Chris Pratt and Charlie Day voice Mario and Luigi in Universal Pictures and Illumination’s “Super Mario Bros. Movie.”
Magic Kingdom is a fan of Mushroom Kingdom.
disney Chief Executive Bob Iger used some of his opening remarks on Wednesday’s earnings call to praise rival Universal Studios’ “Super Mario Bros. movie” and its success at the global box office.
“Let me digress for a moment and congratulate Universal on the huge success of ‘Super Mario Bros.,'” Iger said. “It certainly proves that people love to be entertained in theaters around the world, which gives us reason to be optimistic about the film industry.”
Universal did not immediately respond to a request for comment on Iger’s remarks.
The “Super Mario Bros. Movie” has grossed more than $1.1 billion worldwide since its release in early April, proving that family-friendly films, especially animated ones, can succeed post-pandemic.
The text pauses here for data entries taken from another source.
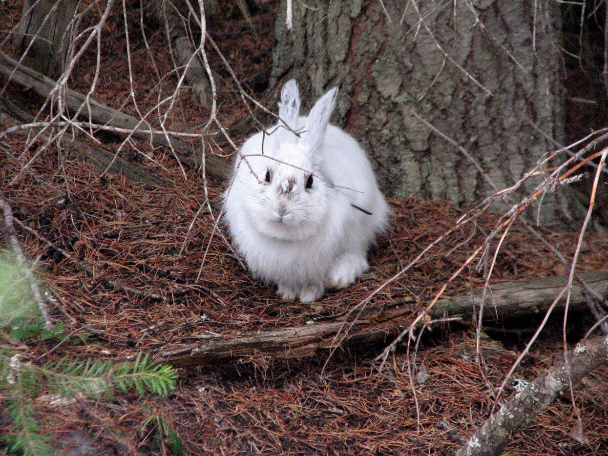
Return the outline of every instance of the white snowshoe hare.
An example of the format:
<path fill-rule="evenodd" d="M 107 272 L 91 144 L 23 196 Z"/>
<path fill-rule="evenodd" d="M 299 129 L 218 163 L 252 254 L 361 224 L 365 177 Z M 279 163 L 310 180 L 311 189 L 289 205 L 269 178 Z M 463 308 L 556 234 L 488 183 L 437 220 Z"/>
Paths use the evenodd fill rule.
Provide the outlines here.
<path fill-rule="evenodd" d="M 300 117 L 297 83 L 286 83 L 278 115 L 300 137 L 280 121 L 250 137 L 224 194 L 237 250 L 283 299 L 311 302 L 354 282 L 387 226 L 389 206 L 365 152 L 329 125 L 337 94 L 331 89 Z"/>

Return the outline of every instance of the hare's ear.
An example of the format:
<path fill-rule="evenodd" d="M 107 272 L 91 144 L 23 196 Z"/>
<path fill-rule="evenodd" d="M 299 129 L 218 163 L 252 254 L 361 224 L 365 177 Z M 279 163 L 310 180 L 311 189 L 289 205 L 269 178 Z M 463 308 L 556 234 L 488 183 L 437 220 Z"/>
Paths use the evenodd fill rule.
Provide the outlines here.
<path fill-rule="evenodd" d="M 330 117 L 336 107 L 336 97 L 338 89 L 334 87 L 319 99 L 308 114 L 306 126 L 303 133 L 302 140 L 315 150 L 323 142 L 325 136 L 325 130 L 330 123 Z"/>
<path fill-rule="evenodd" d="M 298 119 L 300 117 L 300 94 L 298 83 L 295 79 L 285 83 L 281 91 L 281 100 L 278 102 L 278 126 L 274 132 L 277 145 L 289 142 L 295 142 L 297 137 L 285 128 L 283 122 L 294 130 L 298 129 Z"/>

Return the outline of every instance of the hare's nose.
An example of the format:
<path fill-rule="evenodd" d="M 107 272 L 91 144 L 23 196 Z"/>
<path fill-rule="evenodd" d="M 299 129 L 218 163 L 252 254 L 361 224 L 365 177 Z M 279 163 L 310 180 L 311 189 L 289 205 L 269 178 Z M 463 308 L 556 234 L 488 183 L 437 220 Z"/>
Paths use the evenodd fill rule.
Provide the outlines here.
<path fill-rule="evenodd" d="M 279 203 L 278 206 L 277 207 L 277 213 L 278 213 L 280 216 L 283 216 L 287 214 L 287 204 L 284 202 Z"/>

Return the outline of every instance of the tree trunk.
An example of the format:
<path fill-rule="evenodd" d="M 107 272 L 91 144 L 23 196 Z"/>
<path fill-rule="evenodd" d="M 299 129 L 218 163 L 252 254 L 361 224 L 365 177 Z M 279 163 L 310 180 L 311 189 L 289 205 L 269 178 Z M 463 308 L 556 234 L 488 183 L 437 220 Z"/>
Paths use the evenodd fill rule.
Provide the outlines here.
<path fill-rule="evenodd" d="M 499 189 L 554 148 L 528 119 L 562 138 L 561 18 L 552 2 L 309 0 L 292 8 L 288 30 L 282 2 L 271 83 L 295 78 L 309 102 L 339 86 L 334 120 L 364 142 L 393 196 L 460 206 L 493 193 L 412 109 L 468 150 Z M 555 193 L 543 204 L 545 219 L 561 206 Z"/>

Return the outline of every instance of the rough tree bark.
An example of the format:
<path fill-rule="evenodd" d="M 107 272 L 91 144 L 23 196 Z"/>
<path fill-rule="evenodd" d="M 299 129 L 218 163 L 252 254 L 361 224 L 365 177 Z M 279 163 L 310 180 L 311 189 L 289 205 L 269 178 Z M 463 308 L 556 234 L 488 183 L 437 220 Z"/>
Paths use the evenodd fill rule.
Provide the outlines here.
<path fill-rule="evenodd" d="M 27 51 L 24 64 L 51 79 L 59 77 L 72 43 L 72 21 L 77 7 L 76 0 L 24 2 L 15 41 L 18 58 Z"/>
<path fill-rule="evenodd" d="M 288 30 L 282 1 L 271 83 L 296 78 L 309 100 L 339 86 L 334 120 L 364 142 L 385 190 L 471 204 L 491 188 L 411 110 L 469 150 L 499 188 L 517 182 L 554 148 L 528 119 L 558 140 L 564 131 L 553 4 L 310 0 L 293 2 Z M 564 209 L 558 198 L 544 199 L 546 219 Z"/>

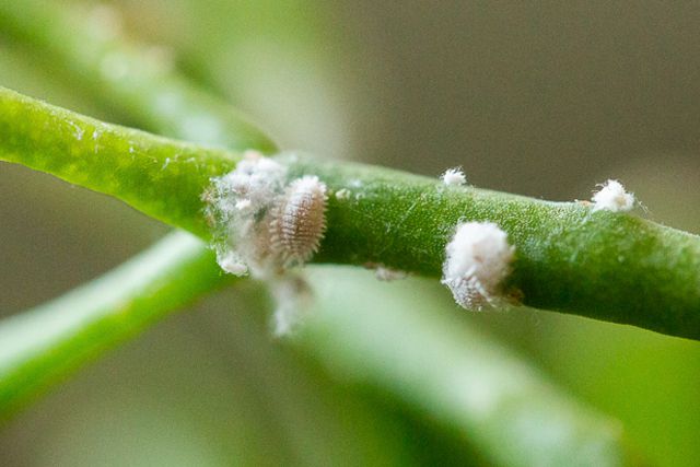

Disney’s theatrical animated content has been lagging at the box office since the pandemic hit. Some analysts have blamed the lackluster ticket sales on confusion over streaming-only and wider theatrical releases of Disney movies. Others say Disney has done a poor job of marketing its animated films to the public.
“Lightyear,” the spinoff of the lucrative “Toy Story” franchise, grossed just over $200 million worldwide, while last fall’s “Oddworld” flopped less than $100 million worldwide.
Meanwhile, Universal’s hit the box office, with “Minions: Rising of Gru” approaching $940 million worldwide and “Puss in Boots: The Last Wish” approaching $500 million worldwide.
The widespread success of the “Super Mario Bros. Movie” could pave the way for upcoming releases from Disney, including Pixar’s “Element” and “Wish,” which hit Thanksgiving. As parents and children lined up to get into theaters to watch Nintendo-based movies, they saw ads for other upcoming cartoons, including Disney’s slate.
Disclosure: Comcast is the parent company of NBCUniversal and CNBC.